Unless you are an insect, most pesticides are harmless for you. And for those that are not, nobody has proved a connection to allergies.

replies(2): >>45656693 #>>45656724 #
6. smrq ◴[] No.45656693{3}[source]
Perhaps those who make assertions based on "common sense" instead of evidence are pests, and thus pesticides are effective against them?
7. crazygringo ◴[] No.45656708[source]
> Common sense thinking wins again.

This is not even remotely common sense. E.g. why can this allergy be desensitized via ingestion but not via skin contact?

Hindsight is 20/20. In this case, it was figured out after a lot of scientific research.

Just because we can understand it now doesn't mean it's "common sense". It's very much the opposite, and you discredit the scientific research this has required.

replies(1): >>45659360 #
8. clearleaf ◴[] No.45659360[source]
Where I come from this was a widely held belief by the end of the 2000's: If you raise a child in an overly sterile environment and/or feed them a very limited diet, they are much more likely to develop a bad immune system and allergies.

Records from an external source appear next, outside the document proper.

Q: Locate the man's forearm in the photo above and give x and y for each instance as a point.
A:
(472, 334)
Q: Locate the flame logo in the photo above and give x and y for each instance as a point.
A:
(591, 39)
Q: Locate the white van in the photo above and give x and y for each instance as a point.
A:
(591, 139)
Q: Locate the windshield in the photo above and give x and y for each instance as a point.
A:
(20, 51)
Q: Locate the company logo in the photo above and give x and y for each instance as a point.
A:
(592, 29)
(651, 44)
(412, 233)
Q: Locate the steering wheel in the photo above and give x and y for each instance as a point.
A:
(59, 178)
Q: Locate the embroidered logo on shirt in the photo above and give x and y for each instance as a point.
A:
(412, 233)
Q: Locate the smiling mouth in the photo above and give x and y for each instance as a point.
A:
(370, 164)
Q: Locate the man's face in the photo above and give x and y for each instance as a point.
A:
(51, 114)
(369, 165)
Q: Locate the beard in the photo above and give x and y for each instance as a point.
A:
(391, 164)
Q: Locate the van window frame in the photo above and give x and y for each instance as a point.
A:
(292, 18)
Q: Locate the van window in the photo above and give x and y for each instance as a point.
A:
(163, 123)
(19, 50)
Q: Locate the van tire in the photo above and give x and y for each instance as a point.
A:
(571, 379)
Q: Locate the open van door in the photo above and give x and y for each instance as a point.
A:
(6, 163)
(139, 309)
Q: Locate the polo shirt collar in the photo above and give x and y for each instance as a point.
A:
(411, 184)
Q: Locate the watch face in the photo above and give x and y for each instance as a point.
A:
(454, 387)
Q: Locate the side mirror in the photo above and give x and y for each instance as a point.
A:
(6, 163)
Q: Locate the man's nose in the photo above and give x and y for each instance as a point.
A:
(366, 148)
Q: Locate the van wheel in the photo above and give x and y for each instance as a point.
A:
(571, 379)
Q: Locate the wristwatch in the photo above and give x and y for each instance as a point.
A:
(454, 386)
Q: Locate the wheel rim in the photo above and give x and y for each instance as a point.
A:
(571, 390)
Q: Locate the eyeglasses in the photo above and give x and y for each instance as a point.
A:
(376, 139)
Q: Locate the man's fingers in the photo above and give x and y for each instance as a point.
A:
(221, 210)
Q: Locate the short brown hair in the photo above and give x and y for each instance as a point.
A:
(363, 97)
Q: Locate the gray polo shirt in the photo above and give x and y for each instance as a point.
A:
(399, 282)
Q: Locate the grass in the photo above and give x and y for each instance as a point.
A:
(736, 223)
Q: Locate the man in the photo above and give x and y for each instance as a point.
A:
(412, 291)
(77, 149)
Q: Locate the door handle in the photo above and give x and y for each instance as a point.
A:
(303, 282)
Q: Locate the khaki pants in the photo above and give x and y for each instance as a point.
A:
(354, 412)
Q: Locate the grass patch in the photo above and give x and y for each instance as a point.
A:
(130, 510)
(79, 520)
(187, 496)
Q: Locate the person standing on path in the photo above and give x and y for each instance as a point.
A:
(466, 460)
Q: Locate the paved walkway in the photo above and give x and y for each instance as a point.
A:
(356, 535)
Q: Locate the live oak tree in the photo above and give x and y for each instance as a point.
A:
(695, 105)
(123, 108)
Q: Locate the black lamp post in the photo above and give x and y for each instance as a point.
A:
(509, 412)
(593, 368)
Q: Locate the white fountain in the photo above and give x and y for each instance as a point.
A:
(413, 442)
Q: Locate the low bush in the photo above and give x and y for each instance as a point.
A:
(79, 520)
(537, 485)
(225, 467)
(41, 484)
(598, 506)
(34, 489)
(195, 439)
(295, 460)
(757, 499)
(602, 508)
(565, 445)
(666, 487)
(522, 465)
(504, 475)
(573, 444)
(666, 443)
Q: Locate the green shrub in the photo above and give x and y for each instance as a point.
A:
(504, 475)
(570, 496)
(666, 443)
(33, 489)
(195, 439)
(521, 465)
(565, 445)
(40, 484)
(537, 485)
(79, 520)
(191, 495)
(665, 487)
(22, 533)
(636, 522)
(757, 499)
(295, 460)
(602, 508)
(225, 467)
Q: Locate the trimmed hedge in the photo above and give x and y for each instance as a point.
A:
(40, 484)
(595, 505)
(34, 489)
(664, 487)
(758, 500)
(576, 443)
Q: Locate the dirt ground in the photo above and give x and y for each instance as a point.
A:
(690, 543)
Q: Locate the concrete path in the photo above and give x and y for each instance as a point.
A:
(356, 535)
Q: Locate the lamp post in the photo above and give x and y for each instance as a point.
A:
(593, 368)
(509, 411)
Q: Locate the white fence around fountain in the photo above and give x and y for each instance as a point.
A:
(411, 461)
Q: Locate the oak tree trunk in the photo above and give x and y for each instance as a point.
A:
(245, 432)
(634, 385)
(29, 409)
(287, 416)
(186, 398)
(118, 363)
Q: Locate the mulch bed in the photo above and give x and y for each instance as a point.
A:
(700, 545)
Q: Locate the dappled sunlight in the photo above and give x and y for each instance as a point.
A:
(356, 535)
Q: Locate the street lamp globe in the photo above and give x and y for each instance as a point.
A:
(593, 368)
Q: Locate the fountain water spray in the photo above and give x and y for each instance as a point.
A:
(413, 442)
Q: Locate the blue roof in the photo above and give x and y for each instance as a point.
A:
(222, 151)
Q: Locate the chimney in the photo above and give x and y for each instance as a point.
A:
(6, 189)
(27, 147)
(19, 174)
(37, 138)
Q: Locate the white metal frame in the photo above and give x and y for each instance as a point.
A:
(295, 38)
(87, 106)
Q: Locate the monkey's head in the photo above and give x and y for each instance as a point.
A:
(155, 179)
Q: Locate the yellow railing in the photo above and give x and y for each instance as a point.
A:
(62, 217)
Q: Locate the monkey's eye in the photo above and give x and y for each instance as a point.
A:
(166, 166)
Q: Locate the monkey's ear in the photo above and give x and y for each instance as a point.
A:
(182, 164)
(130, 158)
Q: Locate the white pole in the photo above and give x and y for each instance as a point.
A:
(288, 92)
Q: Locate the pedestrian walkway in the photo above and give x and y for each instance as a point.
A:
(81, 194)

It was also believed that this idea came from science, but I guess not?

Here's an early preview for the next bombshell of this area. Breastfeeding is extremely beneficial. "Infant formula" should not be the main thing a baby is consuming.

To me it discredits science a lot more when things like this are treated as arcane or brand new knowledge. It's good when we can lock in reasoned beliefs as definite fact, instead of just reasoning which is often incomplete or flat out wrong. But when it's right and people act like this about it, it just makes it look like "scientists" know less about the world than my grandma, and that my grandma would make better calls on national health policy than the people currently in charge. Obviously that's not the case but I wouldn't be unjustified in thinking that during times like this.

replies(1): >>45659533 #
9. onraglanroad ◴[] No.45659533{3}[source]
That's hardly a bombshell since it's common knowledge.

Baby formula ads in the UK are even required to say that "breast is best" type language. I assume it's similar in most countries.

replies(1): >>45675672 #
10. BizarroLand ◴[] No.45675672{4}[source]
It is important to memorialize and standardize "common knowledge", as without memorialization, knowledge drift can cause a loss of the "commonality" intrinsic to the knowledge.